オートエアコンの設定温度は25℃が最適解なのか?
「エアコンは25℃設定が燃費にいい」という話を耳にすることがある。しかし実は、“25℃だから特別に燃費がよくなる”という単純な話ではない。
オートエアコンは設定温度に向けて自動制御しているため、設定温度が低ければコンプレッサー稼働時間は増え、高ければ減る。つまり理論上は設定温度を高めにしたほうが燃費には有利だ。
メーカーが推奨する最も効率のいいオートエアコンの設定温度は何度なのか? 世界8カ国の開発拠点と78の生産拠点を有する「カルソニックカンセイ(現マレリ)」の見解(2017年8月10日広報資料)では、日本車は「25度」、欧州車は「22度」が温度設定の中心のため、この温度を基準にすることをオススメするとのこと。
とはいえ、28℃設定で暑さを我慢していては本末転倒である。汗だくで運転すれば集中力低下にもつながる。
そこで現実的なバランスとして語られることが多いのが25℃前後なのだ。
実際には外気温や日差し、乗員数によって快適温度は変わるため、「絶対に25℃」という正解は存在しない。ただ、多くのクルマで25℃前後に設定すると冷えすぎず、コンプレッサー負荷も極端に高くなりにくい傾向がある。
また、オートモードを積極的に使うのも重要だ。
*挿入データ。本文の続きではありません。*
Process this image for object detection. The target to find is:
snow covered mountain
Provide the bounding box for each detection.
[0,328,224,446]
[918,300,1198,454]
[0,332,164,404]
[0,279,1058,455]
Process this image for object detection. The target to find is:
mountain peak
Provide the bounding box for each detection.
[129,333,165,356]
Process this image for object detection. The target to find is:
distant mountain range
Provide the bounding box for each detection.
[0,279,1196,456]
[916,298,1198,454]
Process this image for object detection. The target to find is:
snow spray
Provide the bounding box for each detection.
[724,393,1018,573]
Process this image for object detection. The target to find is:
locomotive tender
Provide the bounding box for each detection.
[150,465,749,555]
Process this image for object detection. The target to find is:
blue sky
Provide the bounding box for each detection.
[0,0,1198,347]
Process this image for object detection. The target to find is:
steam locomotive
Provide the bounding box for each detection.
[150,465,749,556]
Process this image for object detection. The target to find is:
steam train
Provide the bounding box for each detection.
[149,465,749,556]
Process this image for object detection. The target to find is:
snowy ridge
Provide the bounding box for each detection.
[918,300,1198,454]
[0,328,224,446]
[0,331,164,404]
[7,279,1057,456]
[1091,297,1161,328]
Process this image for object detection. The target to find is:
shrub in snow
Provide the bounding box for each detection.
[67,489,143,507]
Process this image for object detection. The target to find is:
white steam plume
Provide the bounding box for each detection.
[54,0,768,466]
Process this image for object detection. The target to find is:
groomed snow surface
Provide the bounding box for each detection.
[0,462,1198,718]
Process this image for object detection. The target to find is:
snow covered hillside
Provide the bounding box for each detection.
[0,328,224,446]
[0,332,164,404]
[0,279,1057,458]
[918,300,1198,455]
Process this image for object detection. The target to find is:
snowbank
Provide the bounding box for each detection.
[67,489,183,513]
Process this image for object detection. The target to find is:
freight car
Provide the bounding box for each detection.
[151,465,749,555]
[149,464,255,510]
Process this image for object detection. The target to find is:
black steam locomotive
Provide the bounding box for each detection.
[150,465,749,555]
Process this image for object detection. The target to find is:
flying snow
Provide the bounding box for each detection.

手動で風量や吹き出し口を細かく調整するより、オート制御に任せたほうが効率よく車内温度を管理できるケースが多い。
特に最近のハイブリッド車やEVは空調制御がかなり高度化しており、オート任せのほうが結果的に電費・燃費がよくなることも珍しくない。
アイドリングストップと冷房はどう使い分ける?
最後に悩ましいのが、アイドリングストップ車での冷房問題だ。信号待ちでエンジンが停止すると、「急にエアコンがぬるくなった!」と感じた経験がある人も多いだろう。
ガソリン車では、エンジン停止中はコンプレッサー駆動が制限されるため、冷房性能が低下しやすい。特に猛暑日や渋滞時は、車内温度上昇がかなり不快になる。
そのため最近では、エアコン負荷が高いときにはアイドリングストップをキャンセルする制御も増えている。また、ユーザー側でアイドリングストップをオフにするのもひとつの方法だ。短い信号待ちで頻繁にエンジン停止・再始動を繰り返す状況では、快適性を優先したほうがストレスは少ない。
特に小排気量のクルマは、アイドリングストップ復帰後にエアコン負荷で加速が鈍く感じることもある。
一方でハイブリッド車は事情が異なる。電動コンプレッサーを採用しているモデルが多く、エンジン停止中でも冷房性能を維持しやすい。真夏の渋滞でも比較的快適性が高いのはハイブリッド車の大きな強みだ。
燃費も快適性も両立したいなら、「エアコンを我慢する」のではなく、「効率よく使う」のが今どきの正解である。暑さが年々厳しくなる日本の夏では、賢く冷やして安全・快適に走ることこそが最重要なのである。